East Africa

Seven killed by Roadside bomb in North-Eastern Kenya

Kenya has suffered several deadly Al-Shabaab attacks in retaliation for sending troops into Somalia in 2011 as part of an African Union force to oust the jihadists.

Residents flock the Mandera County Referral Hospital where victims of the explosion are admitted. PHOTO/NMG

NAIROBI, KENYA: At least seven people have been killed and 13 others injured and admitted at Mandera County Hospital after a minibus matatu they were travelling in was destroyed by a roadside bomb during an ambush by armed men near the border of Somalia on Monday morning.

The attackers opened fire on the 14-seater vehicle after it ran over the explosive about eight kilometers (five miles) from Mandera town on the Kenya-Somali frontier.

“A General Service Unit patrol team, which was on foot and close to the area, responded and engaged the attackers, who fled towards Somalia border direction,” a police report on the incident said.
The attackers used guns and rocket-propelled grenades during the assault, the report added.
Several passengers survived the attack “with various degrees of injuries.”

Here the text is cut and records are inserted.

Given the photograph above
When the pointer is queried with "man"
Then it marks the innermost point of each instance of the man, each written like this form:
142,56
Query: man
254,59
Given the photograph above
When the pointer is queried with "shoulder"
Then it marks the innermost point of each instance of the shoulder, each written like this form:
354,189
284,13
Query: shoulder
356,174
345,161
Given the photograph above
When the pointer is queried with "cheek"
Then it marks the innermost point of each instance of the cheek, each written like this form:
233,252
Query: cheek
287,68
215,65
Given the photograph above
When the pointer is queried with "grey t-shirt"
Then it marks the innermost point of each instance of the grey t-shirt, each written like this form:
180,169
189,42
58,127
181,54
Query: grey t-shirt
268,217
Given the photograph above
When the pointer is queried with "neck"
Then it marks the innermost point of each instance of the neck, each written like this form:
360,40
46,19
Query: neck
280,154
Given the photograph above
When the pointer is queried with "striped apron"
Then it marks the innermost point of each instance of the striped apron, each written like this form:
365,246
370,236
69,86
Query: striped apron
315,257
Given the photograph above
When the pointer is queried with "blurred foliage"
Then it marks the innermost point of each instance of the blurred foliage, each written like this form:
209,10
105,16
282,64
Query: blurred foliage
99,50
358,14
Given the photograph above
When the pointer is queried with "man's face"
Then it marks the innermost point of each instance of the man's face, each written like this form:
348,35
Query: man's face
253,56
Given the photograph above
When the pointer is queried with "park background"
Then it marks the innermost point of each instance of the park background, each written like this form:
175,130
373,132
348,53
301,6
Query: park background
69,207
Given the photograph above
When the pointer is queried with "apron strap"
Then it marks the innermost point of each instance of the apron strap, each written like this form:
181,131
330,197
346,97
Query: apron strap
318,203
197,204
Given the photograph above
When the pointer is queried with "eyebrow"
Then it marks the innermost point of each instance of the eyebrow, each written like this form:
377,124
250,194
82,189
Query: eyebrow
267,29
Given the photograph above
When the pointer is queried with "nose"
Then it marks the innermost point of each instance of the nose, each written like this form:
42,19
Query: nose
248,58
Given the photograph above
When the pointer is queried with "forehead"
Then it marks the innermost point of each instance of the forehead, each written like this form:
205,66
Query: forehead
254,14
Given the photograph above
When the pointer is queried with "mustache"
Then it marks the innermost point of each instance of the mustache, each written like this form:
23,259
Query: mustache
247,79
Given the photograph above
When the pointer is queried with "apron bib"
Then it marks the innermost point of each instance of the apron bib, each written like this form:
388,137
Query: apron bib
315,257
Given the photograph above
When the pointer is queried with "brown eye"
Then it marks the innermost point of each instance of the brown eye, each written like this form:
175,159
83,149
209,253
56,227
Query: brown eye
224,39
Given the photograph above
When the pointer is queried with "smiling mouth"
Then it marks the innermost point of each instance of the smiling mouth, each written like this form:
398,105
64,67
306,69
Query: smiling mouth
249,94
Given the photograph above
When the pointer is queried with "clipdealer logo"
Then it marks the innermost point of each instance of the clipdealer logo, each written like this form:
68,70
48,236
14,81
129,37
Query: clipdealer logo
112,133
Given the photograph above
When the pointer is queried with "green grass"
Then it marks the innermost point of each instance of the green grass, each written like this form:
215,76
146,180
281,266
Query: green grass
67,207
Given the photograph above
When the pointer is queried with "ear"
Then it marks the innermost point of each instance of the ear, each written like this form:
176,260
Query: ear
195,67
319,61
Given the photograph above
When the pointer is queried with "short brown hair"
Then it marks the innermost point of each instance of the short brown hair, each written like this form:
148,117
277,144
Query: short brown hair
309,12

The Mandera region is prone to raids over its long and porous land border with Somalia, where the al-Shabaab militant group controls swathes of countryside and central government authority in remote areas is weak.

Other regions bordering Somalia are also susceptible to attacks and Kenyan officials are often quick to blame the militants for assaults on its soil.

Kenya has suffered several deadly attacks by al-Shabaab fighters in retaliation for Nairobi sending troops into Somalia in 2011 as part of an African Union force to oust the extremists.

Kenya is a major contributor of troops to the African Union Mission in Somalia (AMISOM).

In 2015, an attack on a university in Garissa, another region sharing a border with Somalia, left 148 people dead, almost all of them students.
Most were shot at point blank range after being identified as Christians.

Last week, a number of diplomatic missions in Nairobi warned of a possible terror attack targeting foreigners in the capital.

The French and German embassies warned of a possible attack within days, while the United States issued a new security alert warning of potential for acts of violence at this time of year in Kenya.

In 2019, al-Shabaab gunmen killed 21 people at an upscale hotel complex in Nairobi, and in 2013 a bloody four-day siege in the capital’s Westgate shopping mall claimed the lives of 67 people.